I'm not sure to which post you are replying here, Rickard.
My remarks are based partly on Eliot's own observations about
having started around 1910 to read Dante in the original Italian and
having been very inspired by it. Obviously he was thinking seriously
about the poetic importamnce of Dante in his article on Dante
published circa 1917-20 and then collected in THE SACRED WOOD
It's not that the influence necessarily shows up in his poetry
in terms of specific, obvious allusions, but unless he was wrong in
his own observations, we have his word for the importance of the influence.

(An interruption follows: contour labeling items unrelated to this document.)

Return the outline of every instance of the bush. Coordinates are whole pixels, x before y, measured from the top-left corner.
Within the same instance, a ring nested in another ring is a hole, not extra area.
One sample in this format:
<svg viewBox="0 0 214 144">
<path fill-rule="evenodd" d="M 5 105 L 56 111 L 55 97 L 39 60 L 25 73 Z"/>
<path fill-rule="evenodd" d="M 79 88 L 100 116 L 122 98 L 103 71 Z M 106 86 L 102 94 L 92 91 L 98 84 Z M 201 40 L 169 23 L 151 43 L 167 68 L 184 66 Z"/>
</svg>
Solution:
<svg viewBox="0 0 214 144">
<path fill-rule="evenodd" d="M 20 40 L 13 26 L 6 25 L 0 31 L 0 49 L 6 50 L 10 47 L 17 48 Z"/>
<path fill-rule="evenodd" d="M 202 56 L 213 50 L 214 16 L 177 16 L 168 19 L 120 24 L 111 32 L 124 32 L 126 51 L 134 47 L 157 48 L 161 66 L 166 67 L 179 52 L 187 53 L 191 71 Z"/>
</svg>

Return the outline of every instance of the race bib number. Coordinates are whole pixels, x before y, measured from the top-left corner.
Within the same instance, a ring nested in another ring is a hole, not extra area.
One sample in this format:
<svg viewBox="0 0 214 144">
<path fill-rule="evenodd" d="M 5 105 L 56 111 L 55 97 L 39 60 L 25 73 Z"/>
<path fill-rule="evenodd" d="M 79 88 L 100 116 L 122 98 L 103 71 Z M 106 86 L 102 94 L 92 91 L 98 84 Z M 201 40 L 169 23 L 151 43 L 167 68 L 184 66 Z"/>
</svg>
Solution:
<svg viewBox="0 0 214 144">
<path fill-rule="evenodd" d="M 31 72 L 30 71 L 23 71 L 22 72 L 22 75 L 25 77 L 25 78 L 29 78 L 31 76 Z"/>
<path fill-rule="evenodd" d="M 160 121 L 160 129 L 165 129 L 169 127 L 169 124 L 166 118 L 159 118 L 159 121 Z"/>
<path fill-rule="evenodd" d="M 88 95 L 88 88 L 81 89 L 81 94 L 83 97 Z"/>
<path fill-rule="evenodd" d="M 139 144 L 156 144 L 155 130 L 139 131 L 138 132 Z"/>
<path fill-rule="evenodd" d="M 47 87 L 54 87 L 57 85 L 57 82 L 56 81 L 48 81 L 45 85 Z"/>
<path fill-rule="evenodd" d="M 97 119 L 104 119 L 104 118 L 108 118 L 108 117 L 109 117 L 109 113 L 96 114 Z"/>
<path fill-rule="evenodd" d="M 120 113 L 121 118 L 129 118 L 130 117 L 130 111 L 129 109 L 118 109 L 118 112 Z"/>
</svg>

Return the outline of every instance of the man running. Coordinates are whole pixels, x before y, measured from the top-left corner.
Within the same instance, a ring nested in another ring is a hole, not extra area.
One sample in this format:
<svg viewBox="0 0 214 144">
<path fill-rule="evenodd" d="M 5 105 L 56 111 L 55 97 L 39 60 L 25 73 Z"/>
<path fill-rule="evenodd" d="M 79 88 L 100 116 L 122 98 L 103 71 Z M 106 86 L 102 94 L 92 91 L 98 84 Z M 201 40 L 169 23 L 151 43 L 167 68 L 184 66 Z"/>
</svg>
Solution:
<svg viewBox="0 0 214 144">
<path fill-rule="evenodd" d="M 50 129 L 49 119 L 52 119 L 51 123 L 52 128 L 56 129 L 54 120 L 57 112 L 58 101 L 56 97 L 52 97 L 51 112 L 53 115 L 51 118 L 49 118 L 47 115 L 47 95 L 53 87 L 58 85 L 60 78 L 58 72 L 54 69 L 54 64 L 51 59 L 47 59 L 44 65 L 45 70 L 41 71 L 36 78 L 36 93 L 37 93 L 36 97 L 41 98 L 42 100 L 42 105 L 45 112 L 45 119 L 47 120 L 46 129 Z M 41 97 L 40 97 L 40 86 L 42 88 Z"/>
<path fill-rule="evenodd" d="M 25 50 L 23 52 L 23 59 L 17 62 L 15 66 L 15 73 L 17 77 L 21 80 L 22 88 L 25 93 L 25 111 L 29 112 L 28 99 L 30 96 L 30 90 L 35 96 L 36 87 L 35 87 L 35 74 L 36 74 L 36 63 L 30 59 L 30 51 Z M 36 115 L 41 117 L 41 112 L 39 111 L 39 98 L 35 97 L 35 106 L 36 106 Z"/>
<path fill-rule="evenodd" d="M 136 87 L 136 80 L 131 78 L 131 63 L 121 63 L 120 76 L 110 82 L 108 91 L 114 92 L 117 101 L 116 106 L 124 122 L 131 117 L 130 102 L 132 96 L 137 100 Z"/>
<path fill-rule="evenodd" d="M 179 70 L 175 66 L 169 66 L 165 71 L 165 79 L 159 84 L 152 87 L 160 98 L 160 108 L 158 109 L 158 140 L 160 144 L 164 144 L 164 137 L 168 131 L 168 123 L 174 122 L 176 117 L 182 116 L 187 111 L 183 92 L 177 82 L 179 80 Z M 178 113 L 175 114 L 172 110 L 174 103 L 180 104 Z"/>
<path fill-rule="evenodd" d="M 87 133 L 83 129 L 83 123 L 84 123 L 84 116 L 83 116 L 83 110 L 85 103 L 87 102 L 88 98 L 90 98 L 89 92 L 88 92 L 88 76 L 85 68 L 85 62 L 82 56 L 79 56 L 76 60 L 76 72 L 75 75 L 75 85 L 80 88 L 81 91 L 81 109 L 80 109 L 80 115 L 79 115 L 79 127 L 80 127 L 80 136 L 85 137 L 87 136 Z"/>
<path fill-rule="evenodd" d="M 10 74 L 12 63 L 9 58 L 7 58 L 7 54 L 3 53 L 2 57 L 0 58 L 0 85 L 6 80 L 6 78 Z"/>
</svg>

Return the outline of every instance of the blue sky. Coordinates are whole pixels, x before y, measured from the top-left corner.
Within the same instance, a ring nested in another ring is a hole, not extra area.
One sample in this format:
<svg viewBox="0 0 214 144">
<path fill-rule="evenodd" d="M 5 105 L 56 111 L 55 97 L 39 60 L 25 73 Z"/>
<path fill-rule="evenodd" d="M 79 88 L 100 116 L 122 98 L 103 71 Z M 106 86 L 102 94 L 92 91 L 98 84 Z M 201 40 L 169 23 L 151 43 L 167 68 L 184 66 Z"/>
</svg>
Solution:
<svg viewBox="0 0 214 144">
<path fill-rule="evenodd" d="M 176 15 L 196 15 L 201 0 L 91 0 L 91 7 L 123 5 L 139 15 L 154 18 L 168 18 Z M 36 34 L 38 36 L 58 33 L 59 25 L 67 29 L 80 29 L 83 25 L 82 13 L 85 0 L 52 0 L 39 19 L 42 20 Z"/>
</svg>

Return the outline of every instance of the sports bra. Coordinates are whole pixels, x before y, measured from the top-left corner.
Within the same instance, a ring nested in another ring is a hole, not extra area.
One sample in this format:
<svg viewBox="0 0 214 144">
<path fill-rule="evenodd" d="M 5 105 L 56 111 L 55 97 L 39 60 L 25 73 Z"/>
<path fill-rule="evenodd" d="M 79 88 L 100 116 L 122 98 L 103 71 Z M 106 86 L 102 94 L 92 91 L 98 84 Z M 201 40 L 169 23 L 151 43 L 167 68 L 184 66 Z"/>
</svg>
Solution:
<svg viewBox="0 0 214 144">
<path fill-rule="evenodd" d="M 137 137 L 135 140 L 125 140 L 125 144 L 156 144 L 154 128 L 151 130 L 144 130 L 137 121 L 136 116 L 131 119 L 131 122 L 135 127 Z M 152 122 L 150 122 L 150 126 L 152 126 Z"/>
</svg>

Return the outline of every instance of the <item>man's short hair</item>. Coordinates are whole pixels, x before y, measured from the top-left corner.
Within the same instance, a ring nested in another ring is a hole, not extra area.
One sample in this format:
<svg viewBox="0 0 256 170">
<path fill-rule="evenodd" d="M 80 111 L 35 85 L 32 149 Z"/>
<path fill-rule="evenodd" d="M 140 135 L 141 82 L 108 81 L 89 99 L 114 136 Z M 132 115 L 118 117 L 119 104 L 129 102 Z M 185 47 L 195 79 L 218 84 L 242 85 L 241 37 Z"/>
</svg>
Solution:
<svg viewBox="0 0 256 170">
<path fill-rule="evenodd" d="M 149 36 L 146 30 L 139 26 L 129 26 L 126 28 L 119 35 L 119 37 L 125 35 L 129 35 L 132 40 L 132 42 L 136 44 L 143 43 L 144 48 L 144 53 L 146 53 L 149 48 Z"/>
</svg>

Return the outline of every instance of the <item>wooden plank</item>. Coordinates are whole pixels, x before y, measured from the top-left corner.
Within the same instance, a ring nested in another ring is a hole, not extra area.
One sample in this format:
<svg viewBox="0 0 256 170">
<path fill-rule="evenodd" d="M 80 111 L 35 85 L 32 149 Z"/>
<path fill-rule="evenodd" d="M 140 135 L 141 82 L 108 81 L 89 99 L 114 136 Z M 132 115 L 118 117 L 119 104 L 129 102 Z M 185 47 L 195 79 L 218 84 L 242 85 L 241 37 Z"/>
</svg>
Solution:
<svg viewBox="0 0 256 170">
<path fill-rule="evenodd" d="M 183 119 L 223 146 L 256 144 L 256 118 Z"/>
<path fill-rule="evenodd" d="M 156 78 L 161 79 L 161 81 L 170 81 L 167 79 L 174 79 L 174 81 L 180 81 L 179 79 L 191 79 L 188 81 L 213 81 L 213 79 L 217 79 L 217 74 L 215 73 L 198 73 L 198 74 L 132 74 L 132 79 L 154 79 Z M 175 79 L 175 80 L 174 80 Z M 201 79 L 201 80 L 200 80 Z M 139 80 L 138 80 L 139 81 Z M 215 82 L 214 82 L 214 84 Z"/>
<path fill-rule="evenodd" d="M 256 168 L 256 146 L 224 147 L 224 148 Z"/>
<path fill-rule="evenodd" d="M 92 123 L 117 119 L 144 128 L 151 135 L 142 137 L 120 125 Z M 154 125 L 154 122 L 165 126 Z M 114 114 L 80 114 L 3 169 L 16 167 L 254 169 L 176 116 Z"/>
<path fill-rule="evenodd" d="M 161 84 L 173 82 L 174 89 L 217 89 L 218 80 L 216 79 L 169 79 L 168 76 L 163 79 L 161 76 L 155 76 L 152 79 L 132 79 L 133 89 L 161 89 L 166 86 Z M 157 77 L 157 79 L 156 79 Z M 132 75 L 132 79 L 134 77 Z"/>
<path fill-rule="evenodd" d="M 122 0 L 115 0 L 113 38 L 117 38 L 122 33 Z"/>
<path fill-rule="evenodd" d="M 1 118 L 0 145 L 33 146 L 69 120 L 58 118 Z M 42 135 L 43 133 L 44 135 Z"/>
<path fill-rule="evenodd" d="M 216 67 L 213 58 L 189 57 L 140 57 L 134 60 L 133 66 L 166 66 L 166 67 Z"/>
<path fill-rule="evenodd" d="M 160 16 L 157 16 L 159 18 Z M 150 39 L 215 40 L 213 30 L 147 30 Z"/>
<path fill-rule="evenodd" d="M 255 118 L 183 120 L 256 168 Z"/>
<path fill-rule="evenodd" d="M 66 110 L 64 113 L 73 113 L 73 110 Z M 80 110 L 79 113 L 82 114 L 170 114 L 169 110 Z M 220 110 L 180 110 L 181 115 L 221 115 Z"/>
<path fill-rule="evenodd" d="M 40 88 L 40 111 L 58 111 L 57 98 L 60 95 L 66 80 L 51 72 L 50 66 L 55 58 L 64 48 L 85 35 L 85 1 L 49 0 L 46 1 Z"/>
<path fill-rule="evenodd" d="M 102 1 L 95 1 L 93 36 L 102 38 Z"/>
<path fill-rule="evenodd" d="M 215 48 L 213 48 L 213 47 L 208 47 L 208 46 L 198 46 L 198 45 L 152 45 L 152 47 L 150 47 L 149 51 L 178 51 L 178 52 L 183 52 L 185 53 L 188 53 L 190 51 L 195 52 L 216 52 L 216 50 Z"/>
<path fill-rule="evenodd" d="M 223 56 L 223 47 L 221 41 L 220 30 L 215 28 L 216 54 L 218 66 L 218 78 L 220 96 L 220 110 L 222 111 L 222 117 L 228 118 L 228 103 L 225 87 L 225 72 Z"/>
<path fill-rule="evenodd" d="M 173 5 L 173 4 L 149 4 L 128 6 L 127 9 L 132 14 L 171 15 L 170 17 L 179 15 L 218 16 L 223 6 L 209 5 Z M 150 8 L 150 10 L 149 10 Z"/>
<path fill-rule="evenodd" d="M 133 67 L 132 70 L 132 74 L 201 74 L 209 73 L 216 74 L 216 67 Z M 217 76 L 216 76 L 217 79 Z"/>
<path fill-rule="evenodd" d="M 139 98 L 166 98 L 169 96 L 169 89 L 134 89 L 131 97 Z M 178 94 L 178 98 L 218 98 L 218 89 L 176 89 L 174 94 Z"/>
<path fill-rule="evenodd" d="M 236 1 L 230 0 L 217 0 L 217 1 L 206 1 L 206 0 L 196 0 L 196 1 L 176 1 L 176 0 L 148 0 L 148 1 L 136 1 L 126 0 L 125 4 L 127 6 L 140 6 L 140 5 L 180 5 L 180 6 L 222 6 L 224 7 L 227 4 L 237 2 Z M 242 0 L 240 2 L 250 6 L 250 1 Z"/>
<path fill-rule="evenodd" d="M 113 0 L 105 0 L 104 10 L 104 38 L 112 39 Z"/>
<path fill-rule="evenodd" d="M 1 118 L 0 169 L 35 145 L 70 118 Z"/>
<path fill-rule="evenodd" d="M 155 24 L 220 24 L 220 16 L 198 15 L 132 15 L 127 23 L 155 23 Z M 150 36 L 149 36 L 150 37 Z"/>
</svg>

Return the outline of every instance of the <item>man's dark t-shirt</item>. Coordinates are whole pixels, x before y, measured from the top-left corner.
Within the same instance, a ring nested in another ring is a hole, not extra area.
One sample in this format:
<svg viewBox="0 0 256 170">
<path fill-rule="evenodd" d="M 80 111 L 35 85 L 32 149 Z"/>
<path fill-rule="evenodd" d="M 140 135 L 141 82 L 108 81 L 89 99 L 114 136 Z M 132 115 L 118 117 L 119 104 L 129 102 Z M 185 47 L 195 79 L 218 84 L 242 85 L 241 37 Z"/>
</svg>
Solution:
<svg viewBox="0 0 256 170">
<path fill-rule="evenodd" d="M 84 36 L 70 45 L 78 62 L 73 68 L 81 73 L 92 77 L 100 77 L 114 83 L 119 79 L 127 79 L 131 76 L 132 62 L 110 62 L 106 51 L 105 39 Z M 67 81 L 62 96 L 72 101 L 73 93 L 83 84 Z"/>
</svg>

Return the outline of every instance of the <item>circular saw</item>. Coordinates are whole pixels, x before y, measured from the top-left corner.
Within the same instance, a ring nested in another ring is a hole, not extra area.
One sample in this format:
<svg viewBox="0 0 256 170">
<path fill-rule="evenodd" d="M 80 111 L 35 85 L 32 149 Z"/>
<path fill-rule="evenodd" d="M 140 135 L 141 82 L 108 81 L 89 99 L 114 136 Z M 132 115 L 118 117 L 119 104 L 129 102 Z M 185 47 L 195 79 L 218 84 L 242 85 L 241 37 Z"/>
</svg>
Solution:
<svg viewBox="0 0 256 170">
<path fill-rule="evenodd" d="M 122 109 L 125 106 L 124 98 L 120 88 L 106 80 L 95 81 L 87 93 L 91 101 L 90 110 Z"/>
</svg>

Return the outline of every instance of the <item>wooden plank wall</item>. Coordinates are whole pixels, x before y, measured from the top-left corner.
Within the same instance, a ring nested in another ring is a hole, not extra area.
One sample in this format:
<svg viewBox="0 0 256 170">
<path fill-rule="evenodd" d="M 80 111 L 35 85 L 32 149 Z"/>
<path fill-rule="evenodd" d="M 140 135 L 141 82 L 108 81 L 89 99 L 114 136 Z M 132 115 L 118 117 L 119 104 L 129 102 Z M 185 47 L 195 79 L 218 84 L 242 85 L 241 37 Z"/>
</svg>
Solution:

Given that he took to memorizing whole passages of the COMMEDIA
in the original, it is hard to think that his poetic sensibilities and
his own world were not conditioned by such an exercise.
The SACRED WOOD essay has an interesting passage
to consider vis-a-vis Preludes and TWL and the other slum poems:
"To have lost all recollected delight would have been, for Francesca, either
of humanity or relief from damnation. The ecstasy, with the present thrill
remembrance of it, is a part of the torture. Francesca is neither stupefied
reformed; she is merely damned; and it is a part of damnation to experience
desires that we can no longer gratify. For in Dante's Hell souls are not
as they mostly are in life; they are actually in the greatest torment of
'E il modo ancor m'offende'"
"Dante" THE SACRED WOOD [NY: Barnes & Noble, 1960:165-166].
TSW originally published 4 Nov. 1920 and reprinted 8 times. My edition has
the1928 preface [2nd printing], which identifies the essays as having been
separately published between 1917 and 1920.
----- Original Message -----
From: "Rickard Parker" <[log in to unmask]>
To: <[log in to unmask]>
Sent: Saturday, April 18, 2009 1:51 PM
Subject: Re: Frequency of Dante references on this list. [was Interview with
Robert Harrison ....]
It's been awhile since you brought up the subject so I may be missing a
finer point but I think you were stating a case for an early influence
of Dante on Eliot. I don't really have that feeling. I believe it was
Pound who really put TSE onto Dante and so that really wouldn't be
happening until 1915. I can see an influence from about 1920 on but I
think you meant even earlier. You ended up rewording the subject line
to include the words "Frequency of Dante references" just after I
started to to do the same, that is I looked up Christopher Ricks' notes
on Dante in "Inventions of the March Hare (if a TSE line could
conceivably be connected to anyone else Ricks would annotate it.) I only
got half-way though and then the weather turned spring-like so the topic
will be dead before I get indoors to finish the research. Anyway, I
answer now only half sure. The Dante that I've seen so far are in
epigraghs and echoes. I just can't see where you see something strong.